Private Computation/Privacy-Preserving Machine learning

With the rapid development of machine learning/deep learning in many fields, the data privacy issue raises concern increasingly. Therefore, privacy-preserving machine learning, as one of the primary applications of private computation, attracts much attention from the academic community and industrial partners. To leverage the convenience and efficiency of the conventional machine learning and deep learning system, but not to degrade the data privacy is a challenging task. Private computation provides many solutions, such as the multi parties computation (MPC), homophobic encryption (HE), differential privacy(DP), trusted execution environment(TEE), and federal learning(FL).

In my work, on the one hand, I am primarily concentrating on the optimization of those MPC, HE, and TEE-based solutions in order to reduce the gap between the academic results and industrial usage. On the other hand, I focus on how to extend my anomaly detection (Malware detection, Fraud detection, and phishing detection) systems with private computation, which means anomaly detection systems on a center node model could be extended to the distributed coordinated model without leakage the original raw data and labels.

Researcher: Peng Xu

1. PAD-MPC: Private Anomaly Detection in Cyber-Security with Multi-Parties Computation

Collaborative machine learning and deep learning increasingly require more attention from various fields, such as health sensitive prediction, product recommendation, as well as bank credit ranking system. However, user privacy issues constrain the development of collaborative machine learning and deep learning systems. As a classic example, anomaly detection systems in cyber-security, such as malicious code detection, phishing detection, and fraud detection, also suffer this weakness.
In this paper, one multi-parties computation(MPC) based anomaly detection system, PAD-MPC, is presented. We consider three different scenarios in Cyber-Security - malware detection, fraud detection and phishing detection - with secret sharing based multi-parties computation scheme. We evaluate our works against the real-world datasets and find the reasonable performance with the
Privacy-preserving scheme. As far as we knew, our work is the first work to introduce multi-parties computation based privacy-preserving in anomaly detection systems.

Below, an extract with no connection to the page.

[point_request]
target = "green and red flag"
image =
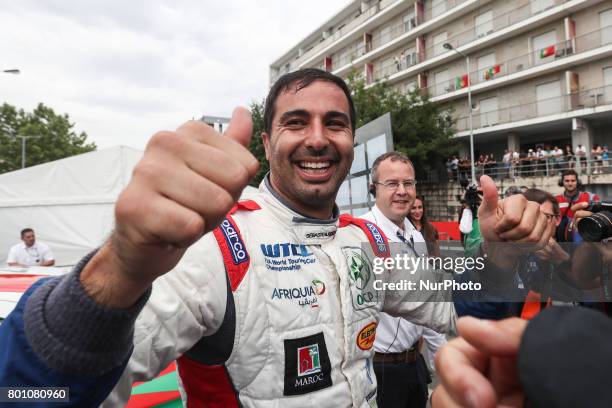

2. FAD: Federated Anomaly Detection in Cyber-Security

Collaborative machine learning and deep learning increasingly require more attention from various fields, such as health sensitive prediction, product recommendation, and bank credit ranking system. However, user privacy issues constrain the development of collaborative machine learning and deep learning systems. As a classic example, anomaly detection systems in cyber-security, such as malicious code detection, phishing detection, and fraud detection, also suffer this weakness.
In this paper, one federated learning(FL) based anomaly detection system, FAD, is presented. We consider two different scenarios - malware detection and phishing detection - with horizontal federated and vertical federated anomaly detection. Additionally, we also consider the manual indicated and automatic trainable features in our system. For the trainable features, we use the graph-based transfer learning to prepare the features. Meanwhile, the comparable results with centralized and federated learning-based collaborative anomaly detection are presented. As far as we knew, our work is the first work to introduce federated learning(both horizontal and vertical) in an anomaly detection system.